CaSiNo (stands for CampSite Negotiations) is a novel dataset of 1030 negotiation dialogues. Two participants take the role of campsite neighbors and negotiate for Food, Water, and Firewood packages, based on their individual preferences and requirements.

Download name: casino-corpus
Tags: medium size, speaker info, utterance labels, negotiation, collaboration
Documentation

SPOLIN Corpus¶

Selected Pairs of Learnable ImprovisatioN (SPOLIN) is a collection of more than 68,000 “Yes, and” type utterance pairs extracted from the long-form improvisation podcast Spontaneanation by Paul F. Tompkins, the Cornell Movie-Dialogs Corpus, and the SubTle corpus.
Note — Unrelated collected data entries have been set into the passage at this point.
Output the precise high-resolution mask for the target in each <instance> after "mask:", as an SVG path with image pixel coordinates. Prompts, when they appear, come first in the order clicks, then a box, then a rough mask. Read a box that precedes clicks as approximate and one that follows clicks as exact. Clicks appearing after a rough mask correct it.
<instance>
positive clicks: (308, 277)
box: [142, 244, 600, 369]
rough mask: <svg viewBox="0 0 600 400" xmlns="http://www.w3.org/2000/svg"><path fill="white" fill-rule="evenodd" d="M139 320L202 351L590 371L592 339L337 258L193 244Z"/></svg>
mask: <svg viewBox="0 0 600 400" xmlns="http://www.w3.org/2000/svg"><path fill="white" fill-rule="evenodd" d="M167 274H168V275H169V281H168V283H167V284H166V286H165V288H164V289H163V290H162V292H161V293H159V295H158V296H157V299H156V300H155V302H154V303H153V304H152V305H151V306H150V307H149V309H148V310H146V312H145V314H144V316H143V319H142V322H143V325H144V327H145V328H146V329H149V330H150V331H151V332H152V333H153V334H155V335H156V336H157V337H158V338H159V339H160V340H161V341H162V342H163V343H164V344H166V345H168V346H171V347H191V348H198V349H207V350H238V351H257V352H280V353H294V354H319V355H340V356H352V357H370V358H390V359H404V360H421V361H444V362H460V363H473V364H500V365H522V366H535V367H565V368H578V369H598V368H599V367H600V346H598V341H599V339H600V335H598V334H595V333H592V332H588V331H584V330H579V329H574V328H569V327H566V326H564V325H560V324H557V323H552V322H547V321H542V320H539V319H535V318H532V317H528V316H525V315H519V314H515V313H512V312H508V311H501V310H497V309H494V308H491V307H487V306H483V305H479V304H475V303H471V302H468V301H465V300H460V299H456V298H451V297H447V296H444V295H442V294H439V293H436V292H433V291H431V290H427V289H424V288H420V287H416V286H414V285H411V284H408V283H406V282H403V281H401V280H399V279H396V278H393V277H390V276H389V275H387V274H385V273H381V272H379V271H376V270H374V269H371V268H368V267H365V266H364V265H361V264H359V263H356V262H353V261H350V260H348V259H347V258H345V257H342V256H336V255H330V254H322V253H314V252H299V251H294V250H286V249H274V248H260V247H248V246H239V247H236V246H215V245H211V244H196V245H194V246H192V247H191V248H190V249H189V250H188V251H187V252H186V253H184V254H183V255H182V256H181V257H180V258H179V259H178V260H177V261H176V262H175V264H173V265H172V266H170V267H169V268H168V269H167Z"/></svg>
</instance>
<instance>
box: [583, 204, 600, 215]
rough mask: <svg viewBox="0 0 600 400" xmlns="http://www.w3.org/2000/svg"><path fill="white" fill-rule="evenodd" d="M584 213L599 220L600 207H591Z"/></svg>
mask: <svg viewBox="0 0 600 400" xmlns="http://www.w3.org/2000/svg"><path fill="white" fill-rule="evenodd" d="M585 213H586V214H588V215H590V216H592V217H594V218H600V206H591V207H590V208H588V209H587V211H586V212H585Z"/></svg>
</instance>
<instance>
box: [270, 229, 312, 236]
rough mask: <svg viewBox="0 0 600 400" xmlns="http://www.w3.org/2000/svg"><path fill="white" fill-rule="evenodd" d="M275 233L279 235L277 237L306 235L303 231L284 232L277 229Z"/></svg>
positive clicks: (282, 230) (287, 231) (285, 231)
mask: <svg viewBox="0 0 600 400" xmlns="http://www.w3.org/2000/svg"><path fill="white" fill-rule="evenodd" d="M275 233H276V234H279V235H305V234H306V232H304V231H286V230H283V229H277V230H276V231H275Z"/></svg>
Download name: spolin-corpus
Tags: media, large size, online, synchronous, utterance labels, short conversations, various topics
Documentation

CANDOR Corpus¶

CANDOR corpus is a dataset of 1650 conversations that strangers had over video chat with rich metadata information obtaind from pre-conversation and post-conversation surveys. The corpus is available by request from the authors (BetterUp CANDOR Corpus) and ConvoKit contains code for converting the transcripts into ConvoKit format, as detailed in the documentation.

Tags: synchronous, medium size, speaker info, timestamps, utterance labels
Documentation

Fora Corpus¶

Fora corpus is a dataset of 262 annotated transcripts of multi-person facilitated dialogues regarding issues like education, elections, and public health, primarily through the sharing of personal experience. The corpus is available by request from the authors (https://github.com/schropes/fora-corpus) and ConvoKit contains code for converting the transcripts into ConvoKit format, as detailed in the documentation.

Tags: small size, speaker info, utterance labels, timestamps, group, in person, various topics
Documentation

Unintended Offense Corpus¶

A collection of unintentionally offensive Tweets and replies in which a Tweet in the exchange was offensive to someone, followed by an indication that the poster meant no offense. ConvoKit contains code for converting the data into ConvoKit format, as detailed in the documentation.

Tags: online, asynchronous, outcome, labels, utterance labels, timestamps, Twitter/X, medium size, short conversations, various topics, politeness
Documentation

Ubuntu Chat Logs¶

A collection of conversations featuring pairs of speakers where one speaker is assisting the other through Ubuntu chat logs to help them solve their problem.

Download name: ubuntu-chat-logs
Tags: online, dyadic, asymmetric, synchronous, outcome, labels, utterance labels, speaker info, timestamps, small size, medium conversations, customer support, problem solving, derailment
Documentation

Contextual Abuse Corpus¶

A dataset of annotated Reddit entries labeled into one or more of six primary categories of abuse. Secondary categories, labels annotated in the context of the conversation thread, and rationales are also included as part of the dataset.

Download name: contextual-abuse
Tags: online, asynchronous, utterance, labels, timestamps, Reddit, medium size, short conversations, various topics
Documentation

NewsInterview Corpus¶

A collection of two-person informational interviews from National Public Radio (NPR) and Cable News Network (CNN), focusing on journalistic interviews between interviewers and sources from 2000 to 2020.

Download name: news-interview
Tags: dyadic, asymmetric, synchronous, speaker info, summaries, timestamps, media, medium size, medium conversations, various topics, interviews, Q&A
Documentation

Emotional Support Conversation Corpus¶

This dataset contains approximately 1,300 conversations collected between emotional support seekers and supporters.

Download name: emotional-support
Tags: online, dyadic, asymmetric, synchronous, outcome, labels, utterance labels, speaker info, medium size, medium conversations, various topics, support
Documentation

Custom Datasets¶

You can also use ConvoKit with your own custom datasets by loading them into a Corpus object. See our tutorial on converting custom data.